Mit diesem mehr als 50.000 Euro teuren Auftrag ist die Hoffnung verbunden, das Sächsische Ministerium für Regionalentwicklung unter Thomas Schmidt möge die Brücke - nach Prüfung durch Experten - der Kultusministerkonferenz vorschlagen. Dieser obliegt Ende des kommenden Jahres die Entscheidung über die Vorlage bei der UNESCO, der Organisation der Vereinten Nationen für Bildung, Wissenschaft und Kultur mit Sitz in Paris.
Allerdings sind hohe Hürden auf dem Weg zur Anerkennung als Weltkulturerbe zu meistern - der "Papierkrieg" dauert Jahre. Möglich, dass zum Beispiel empfohlen wird, bei der Bewerbung die Elstertalbrücke bei Jocketa als "Schwesternbauwerk" mit ins Boot zu holen.

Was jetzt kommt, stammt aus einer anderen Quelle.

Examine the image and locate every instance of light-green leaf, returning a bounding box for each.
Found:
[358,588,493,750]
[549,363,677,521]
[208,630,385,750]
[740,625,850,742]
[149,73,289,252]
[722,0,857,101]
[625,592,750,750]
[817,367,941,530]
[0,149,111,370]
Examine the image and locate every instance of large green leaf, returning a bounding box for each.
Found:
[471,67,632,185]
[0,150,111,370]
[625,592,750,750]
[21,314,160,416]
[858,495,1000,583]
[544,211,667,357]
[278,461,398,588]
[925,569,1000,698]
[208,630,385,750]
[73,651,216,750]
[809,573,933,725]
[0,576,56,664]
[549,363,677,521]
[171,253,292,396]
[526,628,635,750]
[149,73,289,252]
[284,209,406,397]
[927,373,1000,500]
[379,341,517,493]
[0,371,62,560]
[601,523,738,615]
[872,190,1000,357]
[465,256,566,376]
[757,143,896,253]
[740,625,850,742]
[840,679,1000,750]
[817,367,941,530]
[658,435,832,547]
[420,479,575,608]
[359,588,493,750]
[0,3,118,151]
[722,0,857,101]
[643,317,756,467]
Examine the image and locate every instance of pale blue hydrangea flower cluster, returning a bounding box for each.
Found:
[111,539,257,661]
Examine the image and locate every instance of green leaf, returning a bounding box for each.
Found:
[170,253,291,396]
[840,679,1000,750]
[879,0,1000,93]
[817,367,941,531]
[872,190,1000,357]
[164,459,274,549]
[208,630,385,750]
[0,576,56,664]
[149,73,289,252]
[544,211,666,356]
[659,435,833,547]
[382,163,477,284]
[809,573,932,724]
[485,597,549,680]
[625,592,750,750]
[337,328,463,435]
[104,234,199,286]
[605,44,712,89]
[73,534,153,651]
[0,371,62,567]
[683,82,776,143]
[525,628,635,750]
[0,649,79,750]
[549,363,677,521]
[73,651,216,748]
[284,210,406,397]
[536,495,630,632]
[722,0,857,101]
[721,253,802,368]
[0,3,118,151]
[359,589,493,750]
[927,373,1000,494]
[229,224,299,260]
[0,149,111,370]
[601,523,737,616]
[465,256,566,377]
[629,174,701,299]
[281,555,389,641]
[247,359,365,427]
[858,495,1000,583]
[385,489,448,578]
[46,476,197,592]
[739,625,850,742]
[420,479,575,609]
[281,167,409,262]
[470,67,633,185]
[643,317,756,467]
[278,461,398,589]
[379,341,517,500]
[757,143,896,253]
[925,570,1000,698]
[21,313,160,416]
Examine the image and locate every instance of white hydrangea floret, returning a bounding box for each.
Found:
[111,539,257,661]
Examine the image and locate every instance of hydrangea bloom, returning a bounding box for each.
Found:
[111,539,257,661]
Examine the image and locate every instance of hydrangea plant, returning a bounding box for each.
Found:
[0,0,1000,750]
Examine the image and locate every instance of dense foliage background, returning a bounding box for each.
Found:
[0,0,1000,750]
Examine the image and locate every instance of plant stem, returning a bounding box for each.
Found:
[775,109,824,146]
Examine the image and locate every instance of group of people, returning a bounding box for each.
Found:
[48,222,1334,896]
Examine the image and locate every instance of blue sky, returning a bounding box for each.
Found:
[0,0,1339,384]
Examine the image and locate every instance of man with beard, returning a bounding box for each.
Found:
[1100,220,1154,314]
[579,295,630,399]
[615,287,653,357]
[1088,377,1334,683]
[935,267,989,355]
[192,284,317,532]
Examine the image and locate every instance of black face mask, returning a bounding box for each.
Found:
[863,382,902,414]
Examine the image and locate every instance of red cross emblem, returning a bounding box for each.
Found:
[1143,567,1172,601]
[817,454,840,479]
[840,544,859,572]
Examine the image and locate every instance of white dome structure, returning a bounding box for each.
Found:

Jedes Bundesland hat das Recht, zwei Welterbe-Kandidaten vorzuschlagen. Aus den 32 Vorschlägen werden zwei deutsche Bewerber gekürt, die sich schließlich gegen internationale Bewerber durchsetzen müssen. Ein UNESCO-Gremium entscheidet am Ende - wie zu hören ist, frühestens 2026.
Gestern stellte Oberbürgermeister Raphael Kürzinger die Pläne an der Göltzschtalbrücke vor: Das 78 Meter hohe Viadukt mit 98 Bögen überspannt das Tal der Göltzsch zwischen dem Reichenbacher Ortsteil Mylau und der Stadt Netzschkau als Teil der Bahnstrecke Leipzig-Hof.
Netzschkaus Bürgermeister Mike Purfürst lässt keinen Zweifel, dass er die Bewerbung unterstützt. Er macht mit bei einen Zweckverband für die Brücke: Es geht um die Verschönerung des seit Jahren kritisierten Umfelds, um den Bau von Toiletten und die Organisation von Veranstaltungen.
Die von 1846 bis 1851 errichtete Göltzschtalbrücke gehört zu den ältesten Zeugen der Eisenbahngeschichte in Deutschland. Dieses überregional bedeutende Denkmal der Verkehrsgeschichte entfaltet eine besondere landschaftsprägende Wirkung.
Auch mehr als 150 Jahre nach Fertigstellung ist sie als Eisenbahnviadukt in Betrieb. 2009 wurde die denkmalgeschützte Brücke von der Bundesingenieurkammer zum Historischen Wahrzeichen der Ingenieurbaukunst erklärt. Der frühere Mylauer Stadtrat Manfred Merlack hatte in den 1990er vergeblich geworben, um die Eintragung der Brücke in die UNESCO-Welterbeliste zu kämpfen.
Welterbe ist eine Bezeichnung für Denkmäler, Ensembles und Stätten (Weltkulturerbe) von außergewöhnlichem Wert. In Sachsen gibt es zwei Welterbestätten: Den Fürst-Pückler-Park in Bad Muskau, die Montanregion Erzgebirge. Das Elbtal hat den Status verloren.